Crutchfield v. Wason Car Works
This text of 67 Tenn. 242 (Crutchfield v. Wason Car Works) is published on Counsel Stack Legal Research, covering Tennessee Supreme Court primary law. Counsel Stack provides free access to over 12 million legal documents including statutes, case law, regulations, and constitutions.
Opinion
delivered the opinion of the court.
This bill is filed to enjoin the defendants (except Divine) from erecting what is alleged to be a nuisance, per se, in the way of obstructions and embankments across a certain sixty feet of ground alleged to have been reserved by contract between complainant and said Divine, for a street, or continuation of what is known as Fort street, in the city of Chattanooga. In the event the injunction is denied, then complainant asks a rescission of his contract with Divine, by which he conveyed to him certain lands in 1868, in consideration that Divine should reserve the sixty feet for' a street; but this last relief is only asked provided the court holds that complainant is not entitled to have the fee of the sixty feet decreed to him, and he quieted in the possession thereof.

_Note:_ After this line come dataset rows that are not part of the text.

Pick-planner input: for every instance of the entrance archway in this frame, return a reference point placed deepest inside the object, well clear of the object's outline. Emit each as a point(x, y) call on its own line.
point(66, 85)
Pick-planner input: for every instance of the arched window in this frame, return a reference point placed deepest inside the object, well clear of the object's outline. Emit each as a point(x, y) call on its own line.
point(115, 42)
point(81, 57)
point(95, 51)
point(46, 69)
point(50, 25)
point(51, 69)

The usual prayer for general relief concludes the bill.
The contract between complainant Crutchfield and Divine is substantially as follows: Crutchfield conveyed to Divine a certain lot of ground, described in the deed, with the usual covenants of warranty, conveying a fee in the same. The consideration recited in this deed for the same is, “that the said Divine extends Fort street through his five-acre lot.”

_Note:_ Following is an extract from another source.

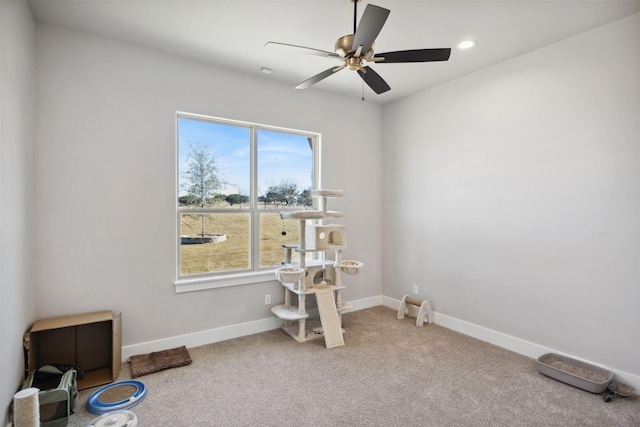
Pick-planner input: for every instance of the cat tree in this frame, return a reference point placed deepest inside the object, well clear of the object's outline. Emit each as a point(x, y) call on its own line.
point(319, 277)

Fort street was opened, at the time of this conveyance and contract, on the north, extending perhaps to the property owned by Divine, the five-acre lot. Crutchfield owned property so situated, as is charged, that he was interested to have this street extend over the five acres and beyond to Low’s mill. With this [244]*244view the contract was made. Evans and the car works, defendants in this case, purchased parts of the five-acre lot from Divine. In Evans’ deed there is a provision “saving and excepting therefrom sixty feet in width across said piece of land, being the extension of Fort street.” In the deed to the car works the language is, “subject to the right of W. Crutchfield, or any one else, to the extension of Fort street.” It thus appears that both parties took the land expressly subject to the contract of Divine with Crutchfield.
We think it clear on these facts, nothing more appearing in the case, that, as against Divine, this •contract gave a right to an easement in the way of a street over his five-acre lot — a right enforceable in a court of equity — in favor of Crutchfield, being supported by a valuable consideration, and not capable of being accurately compensated in damages. It is equally clear that the car works and Evans stand in Divine’s shoes, and are bound by the contract with their vendor, and took the land subject to and burdened with •this easement or right in favor of complainant. We think, however, that the contract gave no right or title in the fee of the sixty feet of land to Crutch-field; in fact, it does not pretend to do so, and has no operative words for this purpose, even if not otherwise deficient for this end.
We hold, therefore, that, so far as these two parties are concerned, and against any action on their part obstructing this sixty feet, or in any way hindering its free use for the purpose of a street, the complainant would have the right to have them en[245]*245joined by the chancery court. The complainant, however, is not entitled to have a decree vesting title in him to the ground, nor has he any right to call for the title, but only the enjoyment of the easement, as against the car works and Evans.
It is alleged in the bill that defendants (except Divine, who is expressly, exempted from all charge of participation in the wrong) have fraudulently procured an order from the mayor and aldermen of the city of Chattanooga closing up Fort street at the point of disputed territory; and this with the sole design to injure and defeat complainant in the premises. What may be the powers and rights of the corporation, we cannot undertake to determine in this case, as it is not before us, not being a party to the bill, nor do we discuss or decide the question. The rule referred' to in Furgerson v. Miners’ and Manufacturers’ Bank, 3 Sneed, 624, and Fletcher v. Peck, 6 Cranch, 87, is applicable to the action of these municipal legislatures;, that the judiciary department will be slow, even if it would do so at all, to declare this act of a legislature void on a charge of complainant of motives or influences charged to have been operative on the minds-of the members of such a body in inducing their action. We simply hold that, on the facts charged,, complainant is entitled (if proven) to have the car works and Evans individually restrained from in anywise hindering or obstructing the enjoyment of the easement or right contracted for. Whatever the corporation may do in virtue of its general control over the streets of the city, its action can furnish no war[246]*246rant to these defendants for any act on their part interfering with complainant’s rights in this matter. He is entitled to the full enjoyment of the benefit of his contract with Divine as to them.
As to the rescission of the contract with Divine, on the allegations of the bill we do not think complainant is entitled to this relief, as it is clearly stated that he has in no way violated his contract, and he cannot be held responsible for the wrongs of others without his participation in them. For any violation •of the rights of complainant on the' part of others, it must be assumed the law will give adequate remedy and protection when invoked.
The decree of the chancellor dismissing the bill will be reversed, and a decree drawn here in accordance with this opinion, and the case remanded to be further proceeded in. Costs paid by defendants.